Reconsideration is the first step in the SSDI appeals process — and statistically, it's the least likely stage to produce a different outcome. Understanding why that is, and what shapes those numbers, helps claimants approach this stage with realistic expectations and a clearer sense of what comes next.
When the Social Security Administration (SSA) denies an initial SSDI application, claimants have 60 days (plus a 5-day mail allowance) to request reconsideration. At this stage, a different Disability Determination Services (DDS) examiner — not the one who handled the original claim — reviews the case from scratch. Claimants can submit new medical evidence, updated records, or additional documentation at this point.
Reconsideration is not a hearing. There's no judge, no in-person testimony, and no opportunity to address the examiner directly. It's a paper review.
Historically, reconsideration has one of the lowest approval rates in the entire SSDI appeals process — typically in the range of 10% to 15%. SSA administrative data consistently shows that the large majority of reconsideration requests are denied.
By comparison:
| Appeal Stage | Approximate Approval Rate |
|---|---|
| Initial Application | ~20–40% |
| Reconsideration | ~10–15% |
| ALJ Hearing | ~45–55% |
| Appeals Council | ~10–15% |
| Federal Court | Varies widely |
These figures are general estimates based on historical SSA data and can shift year to year. Individual outcomes depend on many factors.
The low approval rate isn't arbitrary. Several structural factors drive it:
Same evidence, same standard. If nothing material changes between the initial denial and reconsideration, the second examiner is likely to reach the same conclusion. The DDS uses the same criteria — including the five-step sequential evaluation process, medical evidence requirements, and Residual Functional Capacity (RFC) assessments — at both stages.
No direct interaction. At reconsideration, claimants can't explain their condition in person, respond to specific concerns, or have an attorney argue their case before a decision-maker. That opportunity doesn't arrive until the ALJ hearing.
New evidence matters — but must be substantive. Simply resubmitting the same records rarely changes outcomes. New imaging, specialist evaluations, updated treatment notes, or additional diagnoses can shift the picture. But if a claimant's medical record hasn't meaningfully evolved since the initial application, the reconsideration decision often mirrors the first one.
Even within a low overall approval rate, some cases do succeed at reconsideration. The variables that tend to matter most include:
Medical condition and documentation. Conditions with clear, objective findings — imaging results, lab values, documented functional limitations — are generally easier to substantiate than those that rely heavily on subjective reporting. The completeness and consistency of medical records plays a significant role.
New evidence submitted. Claimants who use the reconsideration period to gather additional records — particularly from treating physicians who can document functional limitations — may present a materially stronger case than the one originally reviewed.

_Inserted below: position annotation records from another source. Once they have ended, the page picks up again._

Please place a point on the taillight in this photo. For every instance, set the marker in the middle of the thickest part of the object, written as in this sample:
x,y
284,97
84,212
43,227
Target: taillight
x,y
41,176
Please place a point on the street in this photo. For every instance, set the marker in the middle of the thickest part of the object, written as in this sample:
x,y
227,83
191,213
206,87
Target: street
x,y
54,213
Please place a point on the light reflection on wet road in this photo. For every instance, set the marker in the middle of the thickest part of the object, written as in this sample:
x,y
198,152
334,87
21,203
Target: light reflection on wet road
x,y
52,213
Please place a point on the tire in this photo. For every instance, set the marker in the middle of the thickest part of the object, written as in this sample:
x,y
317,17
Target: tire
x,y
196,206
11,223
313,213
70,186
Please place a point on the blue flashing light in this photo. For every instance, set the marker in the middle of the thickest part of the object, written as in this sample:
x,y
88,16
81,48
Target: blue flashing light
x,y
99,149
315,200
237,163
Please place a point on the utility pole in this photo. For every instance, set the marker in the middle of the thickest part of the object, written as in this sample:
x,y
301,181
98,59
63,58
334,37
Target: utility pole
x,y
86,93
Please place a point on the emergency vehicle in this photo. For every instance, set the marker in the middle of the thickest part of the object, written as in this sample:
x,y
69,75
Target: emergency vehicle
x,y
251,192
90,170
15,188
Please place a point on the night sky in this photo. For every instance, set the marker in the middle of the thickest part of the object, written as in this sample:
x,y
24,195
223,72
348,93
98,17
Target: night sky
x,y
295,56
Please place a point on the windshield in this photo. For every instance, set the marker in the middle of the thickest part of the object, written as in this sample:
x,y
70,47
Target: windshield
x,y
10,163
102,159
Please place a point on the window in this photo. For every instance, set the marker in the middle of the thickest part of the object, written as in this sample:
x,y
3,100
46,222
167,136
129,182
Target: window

The reason for the initial denial. Some denials are technical (missing records, incomplete forms, work credit issues) rather than medical. A technical denial can sometimes be resolved at reconsideration more readily than a denial based on a medical determination.
State of filing. DDS offices operate at the state level, and approval rates vary by state. The same condition, documented the same way, may be evaluated somewhat differently depending on where the claim is processed.
Age, education, and work history. SSA's grid rules — formal guidelines that factor in a claimant's age, education level, and past work — can influence outcomes, particularly for claimants over 50. Older claimants with limited transferable skills may meet the standard under grid rules even when the medical picture alone wouldn't be sufficient.
In most states, reconsideration is a required step before requesting an ALJ hearing. Skipping it — or missing the 60-day deadline — can force a claimant to restart the process entirely, losing any potential back pay tied to the original application date.
A handful of states previously participated in a pilot program that allowed claimants to bypass reconsideration and go directly to an ALJ hearing. That program has largely ended, and most claimants must go through reconsideration regardless of the low approval rate.
The strategic value of reconsideration, even when approval is unlikely, lies in preserving the appeal chain and the original onset date — which determines how much back pay a claimant may eventually receive if approved at a later stage.
A reconsideration denial is not the end of the road. Claimants have another 60-day window to request an ALJ hearing, which is where the odds improve substantially. At that stage, claimants appear before an independent judge, can present testimony, and are often represented by attorneys or advocates.
Most SSDI approvals — by volume — happen at the ALJ level, not at reconsideration. Many disability attorneys and advocates specifically counsel clients to treat reconsideration as a necessary procedural step on the path to a hearing, rather than a realistic approval opportunity on its own.
How that calculus applies to any particular claim — what evidence is missing, whether reconsideration is worth pursuing aggressively or simply preserving the appeal chain — depends entirely on the specifics of that individual's medical history, documentation, and claim timeline.